As we evaluation transactions that have been flagged in continuous transaction monitoring they are also ploughed back into the model, strengthening or weakening the assumptions between attributes.

Once we have absorbed our findings and observations, the result of what attributes and their values are primary indicators of a problem, can be expressed in the structured query language that is more humanly readable.

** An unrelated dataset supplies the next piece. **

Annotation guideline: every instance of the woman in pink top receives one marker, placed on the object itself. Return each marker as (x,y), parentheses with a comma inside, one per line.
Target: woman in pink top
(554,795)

Finding Anomalies and Outliers

Even in a well-tuned neural model, it is still increasing and decreasing the relationships between the features that are inherent in the model. It is still important to analyze the data for patterns and outliers that are not yet taken into consideration in the model. In the example above with reserves being released, we may find that transactions from reserves are much more likely to happen on a particular day of the week because a supervisor is absent. We may find the purchasing transactions “off contract” are concentrated on a particular vendor. We can use standard statistical methods to find clusters and anomalies and work these features back into our neural network model.

Where is Transaction Monitoring going?

Audit as a Service and mining for audit rules

Anomalous transactions are by definition rare. The rate of learning is very dependant on having training data. SaaS companies have access to the precious commodity of fraudulent transactions across their tenants. This means members of the service share the spoils of the service in terms of the refinement of the rules. It also means that the service provider has to be able to guarantee privacy in the use of the learning data. Extraction and Anonymization capabilities must be transparent so that all parties can understand this risk.

Audit Optimisation

Given that manual audit will continue to be necessary we need to develop an audit program that will focus scarce audit resources on where they can provide the most value to the organization. Objective Function to minimize residual risk, maximize reliability, maximize confidence in the assertion and minimize cost, subject to the constraints of limited people and budgets. Audit Procedures confirm a set of controls that if they prove to be effective, reduce the residual risk in a number of risks identified in the risk assessment phase of an audit program. We also know the time and costs associated with their execution. This allows us to ranks them according to their “risk removed”. We can also modify the time and cost for sample size in the control and increase or decrease the confidence in the result. In this way we can optimize for both “Risk removed” and “Confidence Gained” subject to cost and resource constraints.


A transaction monitoring solution is vital to protect the validity of financial reporting, assets of the enterprise, Information security, and reputation of any organization. Transaction monitoring is necessary to confirm internal controls are designed well and working effectively. Having adequate internal controls is mandated under many regulations that now include GDPR. A transaction monitoring solution should include manual audit, continuous transaction monitoring machine learning and audit optimization. Specialist providers in the cloud have an advantage in speed of learning through getting training data from many tenants.